There is no fixed dosage regimen for the management of diabetes mellitus with
GLUCOTROL or any other hypoglycemic agent. In addition to the usual monitoring
of urinary glucose, the
patient's blood glucose must also be monitored periodically to determine the
minimum effective dose for the patient; to detect primary failure, i.e., inadequate
lowering of blood glucose at the
maximum recommended dose of medication; and to detect secondary failure, i.e.,
loss of an
adequate blood-glucose-lowering response after an initial period of effectiveness.
Glycosylated
hemoglobin levels may also be of value in monitoring the patient's response
to therapy.
Short-term administration of GLUCOTROL may be sufficient during periods of
transient loss of
control in patients usually controlled well on diet.
In general, GLUCOTROL should be given approximately 30 minutes before a meal
to achieve
the greatest reduction in postprandial hyperglycemia.
Initial Dose: The recommended starting dose is 5 mg, given before breakfast.
Geriatric patients
or those with liver disease may be started on 2.5 mg.
Titration: Dosage adjustments should ordinarily be in increments of 2.5-5 mg,
as determined by
blood glucose response.
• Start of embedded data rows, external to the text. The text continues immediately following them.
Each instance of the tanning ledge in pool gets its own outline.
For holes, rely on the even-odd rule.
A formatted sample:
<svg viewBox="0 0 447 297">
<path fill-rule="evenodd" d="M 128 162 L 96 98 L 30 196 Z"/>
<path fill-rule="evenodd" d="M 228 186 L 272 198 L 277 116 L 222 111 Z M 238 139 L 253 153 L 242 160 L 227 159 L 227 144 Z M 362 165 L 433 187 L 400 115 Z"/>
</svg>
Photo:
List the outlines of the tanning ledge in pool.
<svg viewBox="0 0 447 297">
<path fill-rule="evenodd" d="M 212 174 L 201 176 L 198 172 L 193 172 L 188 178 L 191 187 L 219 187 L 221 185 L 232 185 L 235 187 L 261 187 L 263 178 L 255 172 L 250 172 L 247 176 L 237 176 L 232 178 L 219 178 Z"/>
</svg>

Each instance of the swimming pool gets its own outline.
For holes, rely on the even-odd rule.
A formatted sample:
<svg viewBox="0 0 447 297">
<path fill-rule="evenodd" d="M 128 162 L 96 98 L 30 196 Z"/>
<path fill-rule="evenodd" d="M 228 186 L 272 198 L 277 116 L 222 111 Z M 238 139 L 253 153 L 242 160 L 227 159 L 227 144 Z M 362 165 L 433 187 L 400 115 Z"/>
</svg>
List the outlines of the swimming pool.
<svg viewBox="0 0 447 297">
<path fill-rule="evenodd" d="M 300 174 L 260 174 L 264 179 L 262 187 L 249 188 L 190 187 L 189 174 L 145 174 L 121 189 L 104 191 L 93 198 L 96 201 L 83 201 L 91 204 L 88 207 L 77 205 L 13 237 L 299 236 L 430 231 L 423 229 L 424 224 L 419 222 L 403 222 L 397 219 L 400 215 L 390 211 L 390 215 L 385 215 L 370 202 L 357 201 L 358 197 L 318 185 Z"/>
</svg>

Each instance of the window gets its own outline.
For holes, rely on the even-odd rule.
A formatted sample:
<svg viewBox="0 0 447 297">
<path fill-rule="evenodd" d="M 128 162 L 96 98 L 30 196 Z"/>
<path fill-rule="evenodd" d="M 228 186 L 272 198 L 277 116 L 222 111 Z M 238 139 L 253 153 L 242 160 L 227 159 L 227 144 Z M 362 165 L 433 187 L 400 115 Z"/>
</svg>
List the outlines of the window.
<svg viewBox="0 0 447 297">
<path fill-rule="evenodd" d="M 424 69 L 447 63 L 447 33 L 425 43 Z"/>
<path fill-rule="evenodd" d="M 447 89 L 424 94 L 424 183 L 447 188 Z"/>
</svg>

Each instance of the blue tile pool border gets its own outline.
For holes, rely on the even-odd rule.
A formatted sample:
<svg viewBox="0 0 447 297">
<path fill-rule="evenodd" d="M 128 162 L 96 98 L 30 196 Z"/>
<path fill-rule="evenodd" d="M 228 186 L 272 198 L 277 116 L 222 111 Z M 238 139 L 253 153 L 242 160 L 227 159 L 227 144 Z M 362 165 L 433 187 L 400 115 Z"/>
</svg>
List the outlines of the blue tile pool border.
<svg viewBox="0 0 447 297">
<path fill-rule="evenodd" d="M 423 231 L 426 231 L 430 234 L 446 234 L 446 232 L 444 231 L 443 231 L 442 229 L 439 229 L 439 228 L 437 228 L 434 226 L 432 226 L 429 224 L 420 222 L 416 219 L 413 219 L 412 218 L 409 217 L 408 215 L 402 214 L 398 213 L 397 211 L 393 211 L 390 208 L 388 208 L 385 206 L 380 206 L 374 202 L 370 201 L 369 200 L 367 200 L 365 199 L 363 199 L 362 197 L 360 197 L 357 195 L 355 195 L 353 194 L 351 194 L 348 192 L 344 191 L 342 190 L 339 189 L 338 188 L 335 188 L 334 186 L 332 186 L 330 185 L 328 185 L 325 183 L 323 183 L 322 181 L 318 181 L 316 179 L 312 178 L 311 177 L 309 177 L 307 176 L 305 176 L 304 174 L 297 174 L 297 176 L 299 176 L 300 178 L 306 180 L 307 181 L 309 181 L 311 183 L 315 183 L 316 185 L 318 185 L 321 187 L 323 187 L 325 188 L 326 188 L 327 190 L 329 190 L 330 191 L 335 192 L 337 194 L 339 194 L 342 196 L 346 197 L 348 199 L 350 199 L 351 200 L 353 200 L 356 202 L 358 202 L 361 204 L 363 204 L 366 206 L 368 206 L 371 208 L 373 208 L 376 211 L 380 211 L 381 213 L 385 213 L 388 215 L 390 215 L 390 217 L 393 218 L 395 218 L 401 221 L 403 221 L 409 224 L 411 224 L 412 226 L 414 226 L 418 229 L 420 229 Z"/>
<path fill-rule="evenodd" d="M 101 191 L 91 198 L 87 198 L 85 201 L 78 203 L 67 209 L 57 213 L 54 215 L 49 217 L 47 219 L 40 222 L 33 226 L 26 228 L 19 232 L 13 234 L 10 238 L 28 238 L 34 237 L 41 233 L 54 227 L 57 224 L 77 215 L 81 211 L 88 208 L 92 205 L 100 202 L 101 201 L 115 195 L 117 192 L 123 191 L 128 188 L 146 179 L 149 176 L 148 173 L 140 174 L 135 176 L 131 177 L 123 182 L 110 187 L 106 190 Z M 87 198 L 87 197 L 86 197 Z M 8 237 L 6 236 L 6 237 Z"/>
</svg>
At least several days should elapse between titration
steps. If response to
a single dose is not satisfactory, dividing that dose may prove effective.
The maximum
recommended once daily dose is 15 mg. Doses above 15 mg should ordinarily be
divided and
given before meals of adequate caloric content. The maximum recommended total
daily dose is
40 mg.
Maintenance: Some patients may be effectively controlled on a once-a-day regimen,
while
others show better response with divided dosing. Total daily doses above 15
mg should
ordinarily be divided. Total daily doses above 30 mg have been safely given
on a b.i.d. basis to
long-term patients.
In elderly patients, debilitated or malnourished patients, and patients with
impaired renal or
hepatic function, the initial and maintenance dosing should be conservative
to avoid
hypoglycemic reactions (see PRECAUTIONS section).
Patients Receiving Insulin: As with other sulfonylurea-class hypoglycemics,
many stable noninsulin-dependent diabetic patients receiving insulin may be
safely placed on GLUCOTROL.
When transferring patients from insulin to GLUCOTROL, the following general
guidelines
should be considered:
For patients whose daily insulin requirement is 20 units or less, insulin may
be
discontinued and GLUCOTROL therapy may begin at usual dosages. Several days
should elapse between GLUCOTROL titration steps.
For patients whose daily insulin requirement is greater than 20 units, the
insulin dose
should be reduced by 50% and GLUCOTROL therapy may begin at usual dosages.
Subsequent reductions in insulin dosage should depend on individual patient
response.
Several days should elapse between GLUCOTROL titration steps.
During the insulin withdrawal period, the patient should test urine samples
for sugar and ketone
bodies at least three times daily. Patients should be instructed to contact
the prescriber immediately if these tests are abnormal. In some cases, especially
when patient has been receiving greater than 40 units of insulin daily, it
may be advisable to consider hospitalization during the transition period.
Patients Receiving Other Oral Hypoglycemic Agents: As with other sulfonylurea-class hypoglycemics,
no transition period is necessary when transferring patients to GLUCOTROL. Patients
should be observed carefully (1-2 weeks) for hypoglycemia when being transferred
from longer half-life sulfonylureas (e.g., chlorpropamide) to GLUCOTROL due
to potential overlapping of drug effect.